Warten wir mal ab; ich hab‘ diesen Thread vor allem aufgemacht, um die ganzen neuen, na ja, aktualisierten Meldungen zur Gorch Fock zu sammeln.
Schieflage: Die Gorch Fock vor Kap Hoorn (Foto: (Foto: Yvonne Knoll/PIZ Marine)
Nachtrag: Derzeit – Stand 221700A jan2011 – gibt es offiziell vom BMVg nur
Sprechererklärung zur Klärung der Vorfälle auf dem Segelschulschiff Gorch Fock
Der Bundesminister der Verteidigung hat den Inspekteur der Marine gemeinsam mit dem Leiter der Rechtsabteilung mit der Auklärung der Vorfälle auf dem Segelschulschiff Gorch Fock betraut.
Zum Bericht des Kölner Stadt-Anzeigers vom 22.01.2010 „“Stuhl des Marineinspekteurs wackelt ebenfalls““
Dazu erklärt ein Sprecher des Bundesministeriums der Verteidigung:
Diese Spekulation entbehrt jeglicher Grundlage.
Der Inspekteur der Marine ist mit der Aufklärung der Vorfälle betraut.
Allerdings hat die Bundeswehr schon ein Video zu den Entscheidungen des Ministers zur Gorch Fock veröffentlicht: http://www.youtube.com/watch?v=m_mpPymiXZk
@Polybos
Mir fällt nichts bei einem typischen Reinschiff ein, was so klein und empfindlich wäre, dass man es mit einer Zahnbürste putzen müsste.

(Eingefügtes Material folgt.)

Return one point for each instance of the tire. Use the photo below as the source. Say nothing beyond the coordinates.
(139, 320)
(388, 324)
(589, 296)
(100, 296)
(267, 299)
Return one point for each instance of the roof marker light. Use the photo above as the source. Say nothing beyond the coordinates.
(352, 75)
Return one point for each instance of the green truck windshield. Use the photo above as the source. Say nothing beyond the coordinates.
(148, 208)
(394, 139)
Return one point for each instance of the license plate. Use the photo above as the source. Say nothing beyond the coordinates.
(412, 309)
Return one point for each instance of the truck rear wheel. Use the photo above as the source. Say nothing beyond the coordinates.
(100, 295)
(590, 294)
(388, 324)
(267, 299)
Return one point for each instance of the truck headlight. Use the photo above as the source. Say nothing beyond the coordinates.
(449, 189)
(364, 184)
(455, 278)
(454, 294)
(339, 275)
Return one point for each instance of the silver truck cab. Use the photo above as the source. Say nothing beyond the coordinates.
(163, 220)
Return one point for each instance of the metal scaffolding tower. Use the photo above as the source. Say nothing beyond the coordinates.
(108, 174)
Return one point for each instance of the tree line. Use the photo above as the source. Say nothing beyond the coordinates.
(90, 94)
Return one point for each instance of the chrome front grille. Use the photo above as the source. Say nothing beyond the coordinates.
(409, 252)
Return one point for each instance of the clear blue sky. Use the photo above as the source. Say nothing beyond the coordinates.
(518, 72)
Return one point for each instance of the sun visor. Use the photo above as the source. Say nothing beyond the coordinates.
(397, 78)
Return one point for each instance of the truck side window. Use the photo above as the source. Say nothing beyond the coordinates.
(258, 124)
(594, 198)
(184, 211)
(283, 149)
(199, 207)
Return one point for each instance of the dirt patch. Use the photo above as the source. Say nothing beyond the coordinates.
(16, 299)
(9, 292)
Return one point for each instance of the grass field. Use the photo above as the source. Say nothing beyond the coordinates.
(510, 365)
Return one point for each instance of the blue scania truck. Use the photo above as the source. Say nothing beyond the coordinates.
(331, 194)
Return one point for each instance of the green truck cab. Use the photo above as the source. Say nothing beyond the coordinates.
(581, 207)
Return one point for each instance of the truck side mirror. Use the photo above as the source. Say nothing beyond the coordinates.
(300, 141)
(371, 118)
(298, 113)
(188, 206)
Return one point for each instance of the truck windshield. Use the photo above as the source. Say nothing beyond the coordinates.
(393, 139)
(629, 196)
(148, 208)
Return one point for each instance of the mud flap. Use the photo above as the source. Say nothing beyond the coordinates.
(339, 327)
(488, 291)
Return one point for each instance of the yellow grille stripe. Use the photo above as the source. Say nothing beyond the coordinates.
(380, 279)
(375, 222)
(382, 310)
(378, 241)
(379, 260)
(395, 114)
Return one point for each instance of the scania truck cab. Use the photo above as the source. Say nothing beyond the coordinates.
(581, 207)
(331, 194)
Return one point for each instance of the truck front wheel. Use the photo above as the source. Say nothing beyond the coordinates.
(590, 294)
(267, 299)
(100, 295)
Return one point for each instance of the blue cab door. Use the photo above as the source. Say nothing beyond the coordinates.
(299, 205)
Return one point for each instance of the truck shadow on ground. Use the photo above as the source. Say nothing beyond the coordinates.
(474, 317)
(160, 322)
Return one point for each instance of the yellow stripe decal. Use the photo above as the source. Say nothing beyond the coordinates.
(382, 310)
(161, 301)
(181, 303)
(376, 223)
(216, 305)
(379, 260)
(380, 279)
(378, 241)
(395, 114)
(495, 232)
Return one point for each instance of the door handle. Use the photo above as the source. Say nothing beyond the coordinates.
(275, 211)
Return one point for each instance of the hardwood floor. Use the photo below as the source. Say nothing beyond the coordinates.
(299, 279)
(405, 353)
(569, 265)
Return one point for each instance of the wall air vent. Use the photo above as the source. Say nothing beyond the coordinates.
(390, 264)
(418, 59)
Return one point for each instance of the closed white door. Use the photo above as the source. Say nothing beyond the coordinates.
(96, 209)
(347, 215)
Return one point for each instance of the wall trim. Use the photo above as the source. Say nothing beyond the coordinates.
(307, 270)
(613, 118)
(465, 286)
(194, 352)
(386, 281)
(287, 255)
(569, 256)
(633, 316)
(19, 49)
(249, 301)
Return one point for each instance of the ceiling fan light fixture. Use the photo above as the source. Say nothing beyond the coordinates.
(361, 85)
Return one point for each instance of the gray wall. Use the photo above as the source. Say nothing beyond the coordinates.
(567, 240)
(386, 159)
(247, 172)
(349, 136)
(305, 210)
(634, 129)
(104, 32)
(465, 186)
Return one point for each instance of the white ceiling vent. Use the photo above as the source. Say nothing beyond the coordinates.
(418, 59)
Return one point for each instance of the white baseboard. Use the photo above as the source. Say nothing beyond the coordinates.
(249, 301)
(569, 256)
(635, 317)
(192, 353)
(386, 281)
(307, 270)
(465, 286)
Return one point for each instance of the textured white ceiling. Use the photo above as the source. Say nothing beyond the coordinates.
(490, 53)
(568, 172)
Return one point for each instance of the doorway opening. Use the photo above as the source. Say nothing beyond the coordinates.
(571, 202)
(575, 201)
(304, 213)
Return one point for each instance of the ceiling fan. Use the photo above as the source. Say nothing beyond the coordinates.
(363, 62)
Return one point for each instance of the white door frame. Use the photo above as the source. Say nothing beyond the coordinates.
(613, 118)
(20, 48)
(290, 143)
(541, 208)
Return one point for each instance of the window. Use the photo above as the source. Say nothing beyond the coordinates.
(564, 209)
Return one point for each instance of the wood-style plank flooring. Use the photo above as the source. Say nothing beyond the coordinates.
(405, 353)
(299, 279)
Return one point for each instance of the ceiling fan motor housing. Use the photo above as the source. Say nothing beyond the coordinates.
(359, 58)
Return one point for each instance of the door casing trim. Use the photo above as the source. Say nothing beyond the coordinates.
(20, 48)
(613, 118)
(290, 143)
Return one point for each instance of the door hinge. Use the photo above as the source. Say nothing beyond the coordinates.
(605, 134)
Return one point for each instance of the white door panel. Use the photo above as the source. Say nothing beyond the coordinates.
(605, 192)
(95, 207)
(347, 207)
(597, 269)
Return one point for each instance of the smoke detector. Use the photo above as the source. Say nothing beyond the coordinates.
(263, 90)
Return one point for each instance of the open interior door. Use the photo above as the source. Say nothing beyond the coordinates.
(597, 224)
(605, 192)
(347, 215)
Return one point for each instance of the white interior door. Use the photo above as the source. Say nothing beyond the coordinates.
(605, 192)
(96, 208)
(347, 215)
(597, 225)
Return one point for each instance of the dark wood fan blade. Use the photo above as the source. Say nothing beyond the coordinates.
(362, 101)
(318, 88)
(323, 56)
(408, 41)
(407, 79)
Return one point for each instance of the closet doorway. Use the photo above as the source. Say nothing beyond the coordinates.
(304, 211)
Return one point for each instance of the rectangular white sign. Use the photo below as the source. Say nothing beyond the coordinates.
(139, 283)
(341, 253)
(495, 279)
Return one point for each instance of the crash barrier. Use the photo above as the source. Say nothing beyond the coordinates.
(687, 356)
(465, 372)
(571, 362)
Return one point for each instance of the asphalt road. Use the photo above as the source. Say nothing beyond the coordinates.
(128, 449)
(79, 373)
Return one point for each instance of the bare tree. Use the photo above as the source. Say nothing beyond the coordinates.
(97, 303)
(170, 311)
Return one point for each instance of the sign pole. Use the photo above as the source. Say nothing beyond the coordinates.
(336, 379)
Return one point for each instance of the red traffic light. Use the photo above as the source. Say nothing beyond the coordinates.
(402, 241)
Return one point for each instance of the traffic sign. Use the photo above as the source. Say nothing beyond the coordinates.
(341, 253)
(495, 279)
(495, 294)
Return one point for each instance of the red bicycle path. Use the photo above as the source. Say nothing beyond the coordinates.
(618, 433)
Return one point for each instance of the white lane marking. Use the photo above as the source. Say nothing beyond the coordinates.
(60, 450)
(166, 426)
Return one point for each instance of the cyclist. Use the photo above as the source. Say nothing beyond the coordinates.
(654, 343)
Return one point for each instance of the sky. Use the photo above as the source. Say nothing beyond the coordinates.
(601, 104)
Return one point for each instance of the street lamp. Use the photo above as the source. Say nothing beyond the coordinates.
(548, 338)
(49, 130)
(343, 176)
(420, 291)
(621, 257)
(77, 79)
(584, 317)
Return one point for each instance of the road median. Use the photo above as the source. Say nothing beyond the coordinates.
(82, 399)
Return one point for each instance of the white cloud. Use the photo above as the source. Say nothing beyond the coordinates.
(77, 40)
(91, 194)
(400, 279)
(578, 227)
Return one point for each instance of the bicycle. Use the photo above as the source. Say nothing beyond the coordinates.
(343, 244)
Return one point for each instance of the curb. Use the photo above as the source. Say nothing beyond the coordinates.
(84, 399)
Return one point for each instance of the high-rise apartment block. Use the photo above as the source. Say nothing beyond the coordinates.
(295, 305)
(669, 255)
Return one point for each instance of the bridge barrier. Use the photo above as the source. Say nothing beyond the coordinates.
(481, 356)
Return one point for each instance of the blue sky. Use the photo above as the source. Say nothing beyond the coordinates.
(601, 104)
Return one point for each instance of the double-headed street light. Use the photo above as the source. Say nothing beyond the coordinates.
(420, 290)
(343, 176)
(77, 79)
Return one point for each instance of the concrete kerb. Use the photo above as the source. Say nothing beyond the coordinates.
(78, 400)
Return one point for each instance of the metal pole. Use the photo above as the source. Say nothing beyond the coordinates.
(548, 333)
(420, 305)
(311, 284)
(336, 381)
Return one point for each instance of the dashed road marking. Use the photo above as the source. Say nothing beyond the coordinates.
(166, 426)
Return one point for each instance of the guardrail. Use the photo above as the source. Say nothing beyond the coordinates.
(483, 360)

Also ist es einfach eine unnötige und überflüssige Erschwernis. Bei der sexuellen Belästigung dachte ich eher an den Artikel aus der Welt über den „schwimmenden Puff“. Im Übrigen steht es jedem Soldaten frei, sich direkt an den Wehrbeauftragten zu wenden – dafür ist er nämlich da.
@Georg
Die Presseartikel und das tatsächliche Geschehen bei UNIFIL sind zwei sehr unterschiedliche Dinge. Der „Tiefstflug“ fand in 5000ft statt, und bei den zwei Schüssen handelte es sich vermutlich um den Überschallknall der Flugzeuge. Zu der Hubschraubergeschichte: besser als die Luftwaffe bei Good Hope III, als einer der JaBoG-Kdre meinte, mal einfach so im wirklichen Tiefflug durch einen Verband durchzubrettern, der 5 (!) Hubschrauber in der Luft hatte. 20m tiefer, und es hätte einen Zusammenstoss mit einem südafrikanischen Puma gegeben.
@ MFG
Volle Zustimmung – 5000 ft kann man nun wirklich nicht mehr als Tiefflug bezeichnen, vorausgesetzt dies ist nicht eine verharmlosende Meldung des BMVg !
@MFG:
Natürlich steht es jedem Soldaten frei, sich an den Wehrbeauftragten zu wenden. Keine Frage. Ich sehe die Problematik allerdings darin, dass die Funktion dieser Person dahingehend pervertiert wird, dass plötzlich jeder OA aus einer Mücke einen Elefanten macht.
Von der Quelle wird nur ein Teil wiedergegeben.